Adraktas invented the Enfield 8000, a small electric car model that was manufactured in Greece in the early 1970s.
The news of Adraktas’ death was made public by Vassilis Apostolopoulos, the managing director of the Athens Medical Group, in a Facebook post.
“Konstantinos Adraktas… was a friend of my father and mine, and a neighbour in London during my student years. We had a great relationship and appreciation of each other,” Apostolopoulos wrote.
“A graduate of MIT in astronomy and astronautics, he worked for NASA and I personally rate him as the man with the highest IQ I have ever known. Rest in Peace.”
The history of the Enfield 8000:
Enfield Automotive, based in the Isle of Wight, UK, had won a major contract to produce around 100 cars, following proposals from Ford and Leyland.

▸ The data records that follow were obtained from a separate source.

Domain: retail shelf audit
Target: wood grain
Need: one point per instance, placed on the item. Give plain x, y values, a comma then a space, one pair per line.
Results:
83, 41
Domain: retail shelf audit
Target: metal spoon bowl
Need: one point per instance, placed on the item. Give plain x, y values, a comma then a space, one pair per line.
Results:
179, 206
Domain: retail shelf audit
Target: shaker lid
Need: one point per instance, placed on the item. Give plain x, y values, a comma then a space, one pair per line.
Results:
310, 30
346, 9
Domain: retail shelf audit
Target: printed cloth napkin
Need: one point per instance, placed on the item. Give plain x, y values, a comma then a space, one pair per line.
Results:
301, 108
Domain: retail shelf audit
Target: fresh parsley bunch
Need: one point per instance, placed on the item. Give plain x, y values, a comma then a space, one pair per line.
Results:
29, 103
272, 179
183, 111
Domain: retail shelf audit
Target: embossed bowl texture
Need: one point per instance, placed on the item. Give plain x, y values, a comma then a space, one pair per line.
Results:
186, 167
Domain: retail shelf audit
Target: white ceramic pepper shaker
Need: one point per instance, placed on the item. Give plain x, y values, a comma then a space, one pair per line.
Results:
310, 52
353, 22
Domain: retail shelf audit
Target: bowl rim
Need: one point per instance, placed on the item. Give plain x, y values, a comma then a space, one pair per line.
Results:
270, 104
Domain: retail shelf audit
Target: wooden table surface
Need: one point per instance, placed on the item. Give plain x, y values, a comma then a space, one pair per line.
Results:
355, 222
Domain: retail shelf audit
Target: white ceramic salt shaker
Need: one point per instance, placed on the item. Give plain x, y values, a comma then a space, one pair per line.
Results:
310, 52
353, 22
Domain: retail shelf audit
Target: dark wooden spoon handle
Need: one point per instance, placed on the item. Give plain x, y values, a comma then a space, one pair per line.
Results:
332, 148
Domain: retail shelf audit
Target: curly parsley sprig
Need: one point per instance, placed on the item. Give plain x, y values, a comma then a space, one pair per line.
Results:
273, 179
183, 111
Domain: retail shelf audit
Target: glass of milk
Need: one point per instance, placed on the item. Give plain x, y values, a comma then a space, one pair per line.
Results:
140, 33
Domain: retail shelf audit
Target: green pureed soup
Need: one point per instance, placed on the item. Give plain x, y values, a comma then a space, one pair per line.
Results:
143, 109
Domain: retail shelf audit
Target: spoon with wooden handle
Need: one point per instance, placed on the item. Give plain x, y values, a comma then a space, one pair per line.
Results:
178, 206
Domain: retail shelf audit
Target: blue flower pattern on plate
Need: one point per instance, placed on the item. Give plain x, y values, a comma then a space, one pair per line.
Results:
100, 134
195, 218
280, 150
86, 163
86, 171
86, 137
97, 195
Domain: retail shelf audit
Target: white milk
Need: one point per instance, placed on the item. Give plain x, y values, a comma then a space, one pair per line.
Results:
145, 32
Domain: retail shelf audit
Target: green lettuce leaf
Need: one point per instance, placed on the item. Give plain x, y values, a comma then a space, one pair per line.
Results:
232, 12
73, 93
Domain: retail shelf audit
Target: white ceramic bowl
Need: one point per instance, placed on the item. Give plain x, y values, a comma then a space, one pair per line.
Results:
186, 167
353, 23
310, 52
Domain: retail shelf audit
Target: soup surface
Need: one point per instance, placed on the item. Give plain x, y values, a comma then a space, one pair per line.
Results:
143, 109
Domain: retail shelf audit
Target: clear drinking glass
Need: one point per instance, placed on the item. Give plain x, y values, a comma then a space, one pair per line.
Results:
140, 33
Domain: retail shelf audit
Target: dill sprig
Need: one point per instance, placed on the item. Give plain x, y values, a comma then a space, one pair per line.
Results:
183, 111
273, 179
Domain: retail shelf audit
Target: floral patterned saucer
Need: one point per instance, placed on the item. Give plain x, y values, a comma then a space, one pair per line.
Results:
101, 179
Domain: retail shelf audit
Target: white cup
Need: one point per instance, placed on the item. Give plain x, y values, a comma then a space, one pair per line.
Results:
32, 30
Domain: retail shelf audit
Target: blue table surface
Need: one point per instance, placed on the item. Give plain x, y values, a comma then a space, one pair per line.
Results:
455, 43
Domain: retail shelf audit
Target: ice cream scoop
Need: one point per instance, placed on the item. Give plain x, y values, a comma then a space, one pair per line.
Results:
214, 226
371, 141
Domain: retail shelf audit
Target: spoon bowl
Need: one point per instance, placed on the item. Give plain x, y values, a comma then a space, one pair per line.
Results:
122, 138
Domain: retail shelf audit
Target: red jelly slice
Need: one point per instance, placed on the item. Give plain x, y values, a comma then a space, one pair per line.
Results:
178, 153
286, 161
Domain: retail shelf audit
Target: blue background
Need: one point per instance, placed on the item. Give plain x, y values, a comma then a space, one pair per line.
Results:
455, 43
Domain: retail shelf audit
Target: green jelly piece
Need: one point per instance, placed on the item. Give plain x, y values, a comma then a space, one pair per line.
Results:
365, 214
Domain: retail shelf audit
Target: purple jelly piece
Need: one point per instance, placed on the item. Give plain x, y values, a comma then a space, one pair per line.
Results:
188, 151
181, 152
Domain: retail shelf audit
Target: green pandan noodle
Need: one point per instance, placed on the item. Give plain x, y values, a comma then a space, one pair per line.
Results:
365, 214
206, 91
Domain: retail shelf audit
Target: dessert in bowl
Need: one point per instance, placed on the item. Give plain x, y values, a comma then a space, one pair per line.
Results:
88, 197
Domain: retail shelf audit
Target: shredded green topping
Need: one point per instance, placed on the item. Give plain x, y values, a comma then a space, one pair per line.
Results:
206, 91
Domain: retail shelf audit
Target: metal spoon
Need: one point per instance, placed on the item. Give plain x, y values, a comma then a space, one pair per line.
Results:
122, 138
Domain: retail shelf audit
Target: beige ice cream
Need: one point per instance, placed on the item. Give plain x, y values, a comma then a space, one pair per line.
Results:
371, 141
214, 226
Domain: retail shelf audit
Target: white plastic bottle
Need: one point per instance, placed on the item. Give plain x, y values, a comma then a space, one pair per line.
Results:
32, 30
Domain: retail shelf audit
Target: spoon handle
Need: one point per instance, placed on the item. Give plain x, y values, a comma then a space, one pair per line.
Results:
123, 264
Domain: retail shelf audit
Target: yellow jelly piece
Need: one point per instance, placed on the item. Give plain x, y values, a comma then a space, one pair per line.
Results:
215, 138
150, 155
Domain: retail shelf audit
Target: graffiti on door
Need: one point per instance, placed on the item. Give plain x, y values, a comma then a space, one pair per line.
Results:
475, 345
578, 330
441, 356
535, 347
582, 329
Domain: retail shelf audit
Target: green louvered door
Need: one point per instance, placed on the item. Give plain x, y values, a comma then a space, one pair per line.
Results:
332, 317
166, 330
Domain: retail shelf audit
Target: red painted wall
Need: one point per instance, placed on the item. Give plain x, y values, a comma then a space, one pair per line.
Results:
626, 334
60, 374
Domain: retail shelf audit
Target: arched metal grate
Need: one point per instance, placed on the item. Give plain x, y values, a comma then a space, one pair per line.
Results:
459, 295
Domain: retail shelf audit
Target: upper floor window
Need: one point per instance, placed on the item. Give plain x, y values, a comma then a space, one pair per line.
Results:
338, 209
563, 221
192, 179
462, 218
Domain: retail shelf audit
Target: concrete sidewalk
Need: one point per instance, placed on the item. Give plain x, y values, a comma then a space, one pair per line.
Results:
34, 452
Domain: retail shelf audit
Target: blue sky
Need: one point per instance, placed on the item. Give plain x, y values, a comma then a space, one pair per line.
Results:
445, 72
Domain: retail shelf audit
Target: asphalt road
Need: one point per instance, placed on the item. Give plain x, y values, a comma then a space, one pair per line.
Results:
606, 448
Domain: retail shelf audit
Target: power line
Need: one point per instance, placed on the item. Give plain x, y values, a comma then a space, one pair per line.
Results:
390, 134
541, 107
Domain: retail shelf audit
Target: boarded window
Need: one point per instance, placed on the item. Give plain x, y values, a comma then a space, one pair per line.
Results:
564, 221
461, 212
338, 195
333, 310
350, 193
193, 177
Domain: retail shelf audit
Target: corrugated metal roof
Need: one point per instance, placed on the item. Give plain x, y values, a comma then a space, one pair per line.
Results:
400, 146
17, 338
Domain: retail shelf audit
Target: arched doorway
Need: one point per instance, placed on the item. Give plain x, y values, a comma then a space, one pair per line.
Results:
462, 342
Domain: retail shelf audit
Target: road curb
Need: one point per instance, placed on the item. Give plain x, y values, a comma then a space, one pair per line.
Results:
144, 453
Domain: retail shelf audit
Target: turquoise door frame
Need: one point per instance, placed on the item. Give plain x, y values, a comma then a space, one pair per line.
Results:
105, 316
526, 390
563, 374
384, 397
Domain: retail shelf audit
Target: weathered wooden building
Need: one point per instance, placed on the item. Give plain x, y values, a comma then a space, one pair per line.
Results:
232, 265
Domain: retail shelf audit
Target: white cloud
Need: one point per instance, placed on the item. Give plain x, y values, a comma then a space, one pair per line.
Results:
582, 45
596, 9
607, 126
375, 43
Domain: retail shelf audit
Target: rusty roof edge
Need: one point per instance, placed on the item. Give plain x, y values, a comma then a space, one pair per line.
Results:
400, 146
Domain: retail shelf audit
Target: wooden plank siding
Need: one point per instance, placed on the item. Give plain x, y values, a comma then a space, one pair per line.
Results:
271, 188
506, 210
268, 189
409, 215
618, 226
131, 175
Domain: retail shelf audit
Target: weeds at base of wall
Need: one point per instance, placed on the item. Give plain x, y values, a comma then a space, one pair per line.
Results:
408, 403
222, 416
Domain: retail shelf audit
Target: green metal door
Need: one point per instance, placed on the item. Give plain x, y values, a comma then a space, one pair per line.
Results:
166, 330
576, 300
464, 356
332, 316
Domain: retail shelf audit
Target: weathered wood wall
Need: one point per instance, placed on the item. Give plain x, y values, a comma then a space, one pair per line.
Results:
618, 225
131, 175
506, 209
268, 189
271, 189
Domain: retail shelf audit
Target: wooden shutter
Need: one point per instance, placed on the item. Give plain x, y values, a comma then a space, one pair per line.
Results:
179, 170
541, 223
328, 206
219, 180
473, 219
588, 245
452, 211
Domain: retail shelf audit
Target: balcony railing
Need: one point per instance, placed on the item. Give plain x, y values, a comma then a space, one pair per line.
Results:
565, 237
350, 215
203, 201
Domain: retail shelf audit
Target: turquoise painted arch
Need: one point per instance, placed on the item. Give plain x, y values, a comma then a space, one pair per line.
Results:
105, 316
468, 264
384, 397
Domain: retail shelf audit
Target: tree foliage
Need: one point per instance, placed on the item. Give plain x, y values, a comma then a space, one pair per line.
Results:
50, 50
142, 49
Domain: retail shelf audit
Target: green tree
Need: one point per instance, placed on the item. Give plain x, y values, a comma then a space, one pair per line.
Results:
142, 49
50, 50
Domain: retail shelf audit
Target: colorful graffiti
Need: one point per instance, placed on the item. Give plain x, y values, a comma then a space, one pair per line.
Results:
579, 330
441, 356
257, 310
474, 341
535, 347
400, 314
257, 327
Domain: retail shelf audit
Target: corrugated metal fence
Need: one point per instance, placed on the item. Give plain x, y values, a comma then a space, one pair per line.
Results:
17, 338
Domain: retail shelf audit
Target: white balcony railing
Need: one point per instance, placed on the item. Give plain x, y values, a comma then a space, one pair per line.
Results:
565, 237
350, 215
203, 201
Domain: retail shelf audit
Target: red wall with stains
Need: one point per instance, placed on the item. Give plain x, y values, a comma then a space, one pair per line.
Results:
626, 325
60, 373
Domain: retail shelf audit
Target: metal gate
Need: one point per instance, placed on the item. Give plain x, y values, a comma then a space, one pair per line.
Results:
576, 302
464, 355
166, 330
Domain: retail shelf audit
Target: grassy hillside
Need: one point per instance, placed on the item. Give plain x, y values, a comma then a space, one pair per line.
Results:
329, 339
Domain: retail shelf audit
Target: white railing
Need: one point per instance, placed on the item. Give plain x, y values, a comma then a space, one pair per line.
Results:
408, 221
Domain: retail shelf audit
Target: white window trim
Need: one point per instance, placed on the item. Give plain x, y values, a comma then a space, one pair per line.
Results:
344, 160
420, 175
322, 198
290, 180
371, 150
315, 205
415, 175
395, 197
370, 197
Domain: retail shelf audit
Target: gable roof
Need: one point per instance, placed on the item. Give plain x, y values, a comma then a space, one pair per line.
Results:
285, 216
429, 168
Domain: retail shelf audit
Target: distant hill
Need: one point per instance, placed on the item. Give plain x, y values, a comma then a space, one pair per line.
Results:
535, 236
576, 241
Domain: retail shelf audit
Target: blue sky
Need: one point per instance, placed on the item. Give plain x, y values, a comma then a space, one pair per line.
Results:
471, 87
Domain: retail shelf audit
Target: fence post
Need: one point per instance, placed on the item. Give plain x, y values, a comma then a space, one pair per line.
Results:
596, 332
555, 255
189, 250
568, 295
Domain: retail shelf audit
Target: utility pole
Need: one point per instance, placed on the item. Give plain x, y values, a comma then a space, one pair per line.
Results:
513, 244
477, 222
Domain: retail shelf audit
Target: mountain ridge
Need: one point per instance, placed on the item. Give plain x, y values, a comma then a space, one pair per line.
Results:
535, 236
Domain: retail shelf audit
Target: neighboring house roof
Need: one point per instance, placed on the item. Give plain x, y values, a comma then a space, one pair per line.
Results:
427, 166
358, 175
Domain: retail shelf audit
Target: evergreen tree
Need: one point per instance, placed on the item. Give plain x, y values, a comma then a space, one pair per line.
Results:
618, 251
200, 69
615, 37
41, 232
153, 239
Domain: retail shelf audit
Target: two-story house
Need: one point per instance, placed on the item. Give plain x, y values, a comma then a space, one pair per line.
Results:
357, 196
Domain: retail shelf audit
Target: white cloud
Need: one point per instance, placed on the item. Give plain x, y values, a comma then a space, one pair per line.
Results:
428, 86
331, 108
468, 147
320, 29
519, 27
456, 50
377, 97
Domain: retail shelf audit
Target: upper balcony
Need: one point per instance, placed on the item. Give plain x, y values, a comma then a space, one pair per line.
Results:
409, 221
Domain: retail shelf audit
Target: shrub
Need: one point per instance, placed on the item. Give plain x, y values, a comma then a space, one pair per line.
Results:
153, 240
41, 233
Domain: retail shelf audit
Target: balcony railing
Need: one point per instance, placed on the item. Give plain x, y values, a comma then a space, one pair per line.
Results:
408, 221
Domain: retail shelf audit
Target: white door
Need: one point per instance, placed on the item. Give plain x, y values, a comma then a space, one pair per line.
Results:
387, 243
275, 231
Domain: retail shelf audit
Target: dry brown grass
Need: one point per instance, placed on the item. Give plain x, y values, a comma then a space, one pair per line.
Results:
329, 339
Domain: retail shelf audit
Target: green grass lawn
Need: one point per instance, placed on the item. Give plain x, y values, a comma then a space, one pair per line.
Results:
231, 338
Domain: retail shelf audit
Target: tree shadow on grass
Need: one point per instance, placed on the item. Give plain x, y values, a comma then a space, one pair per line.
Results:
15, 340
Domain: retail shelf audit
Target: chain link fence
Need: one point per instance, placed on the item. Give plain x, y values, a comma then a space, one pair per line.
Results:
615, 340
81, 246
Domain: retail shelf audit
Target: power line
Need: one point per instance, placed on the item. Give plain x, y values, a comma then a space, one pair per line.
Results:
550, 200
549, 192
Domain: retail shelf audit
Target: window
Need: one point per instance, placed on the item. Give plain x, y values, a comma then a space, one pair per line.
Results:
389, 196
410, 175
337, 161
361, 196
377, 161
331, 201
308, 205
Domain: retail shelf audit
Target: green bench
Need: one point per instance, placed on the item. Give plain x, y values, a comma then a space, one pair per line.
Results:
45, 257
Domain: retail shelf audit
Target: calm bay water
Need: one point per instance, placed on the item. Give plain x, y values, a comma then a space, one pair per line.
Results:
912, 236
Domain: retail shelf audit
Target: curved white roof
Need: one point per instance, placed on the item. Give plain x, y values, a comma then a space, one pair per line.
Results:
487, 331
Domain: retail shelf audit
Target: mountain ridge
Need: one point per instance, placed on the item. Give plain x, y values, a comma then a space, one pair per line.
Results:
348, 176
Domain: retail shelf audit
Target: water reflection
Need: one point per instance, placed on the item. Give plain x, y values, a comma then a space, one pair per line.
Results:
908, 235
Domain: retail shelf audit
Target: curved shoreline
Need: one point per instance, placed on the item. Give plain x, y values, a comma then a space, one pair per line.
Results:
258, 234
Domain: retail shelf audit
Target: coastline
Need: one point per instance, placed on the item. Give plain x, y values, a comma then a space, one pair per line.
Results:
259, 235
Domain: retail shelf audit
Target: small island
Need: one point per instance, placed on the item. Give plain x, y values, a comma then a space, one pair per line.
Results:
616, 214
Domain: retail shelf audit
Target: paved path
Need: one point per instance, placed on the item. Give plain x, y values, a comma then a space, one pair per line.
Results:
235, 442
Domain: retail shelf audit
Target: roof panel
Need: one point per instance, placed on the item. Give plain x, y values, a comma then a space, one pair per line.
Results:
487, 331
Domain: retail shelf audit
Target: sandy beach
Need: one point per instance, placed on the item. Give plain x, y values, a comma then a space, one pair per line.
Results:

Shortly before the production started, the owner of the company, the shipowner Giannis Goulandris, decided to move the factory to Syros.
Adraktas came on board and invented an electric car which had an 8.2-horsepower electric motor, a top speed of 80 kilometres per hour and an autonomy of 80 kilometres. It was very small in size – just 2.7 metres.
A total of 123 cars were built and they are now considered collectibles.
The car was last seen on display next to Greece’s Prime Minister, Kyriakos Mitsotakis, as he held an event last June around the government’s ‘Green Agreement and the Promotion of Electricity.’